A typical heterogeneous compute node nowadays consists of two multicore CPU sockets and two or more many-core GPUs. A GPU is currently not a standalone platform but a co-processor to a CPU. Therefore, GPUs must operate in conjunction with a CPU-based host through a PCI-Express bus. That is why, in GPU computing terms, the CPU is called the host and the GPU is called the device.
A heterogeneous application consists of two parts:
➤ Host code
➤ Device code
Host code runs on CPUs and device code runs on GPUs. An application executing on a heterogeneous platform is typically initialized by the CPU. The CPU code is responsible for managing the environment, code, and data for the device before loading compute-intensive tasks on the device.
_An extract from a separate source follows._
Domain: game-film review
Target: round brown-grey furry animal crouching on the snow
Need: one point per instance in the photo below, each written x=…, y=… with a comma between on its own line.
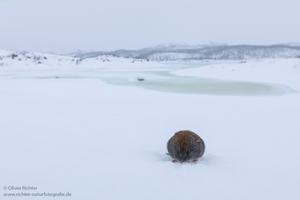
x=185, y=146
There are two important features that describe GPU capability:
➤ Number of CUDA cores
➤ Memory size
Accordingly, there are two different metrics for describing GPU performance:
➤ Peak computational performance
➤ Memory bandwidth
Peak computational performance is a measure of computational capability, usually defined as how many single-precision or double-precision ﬂoating point calculations can be processed per second. Peak performance is usually expressed in gflops (billion ﬂoating-point operations per second) or tflops (trillion ﬂoating-point calculations per second). Memory bandwidth is a measure of the ratio at which data can be read from or stored to memory. Memory bandwidth is usually expressed in gigabytes per second, GB/s.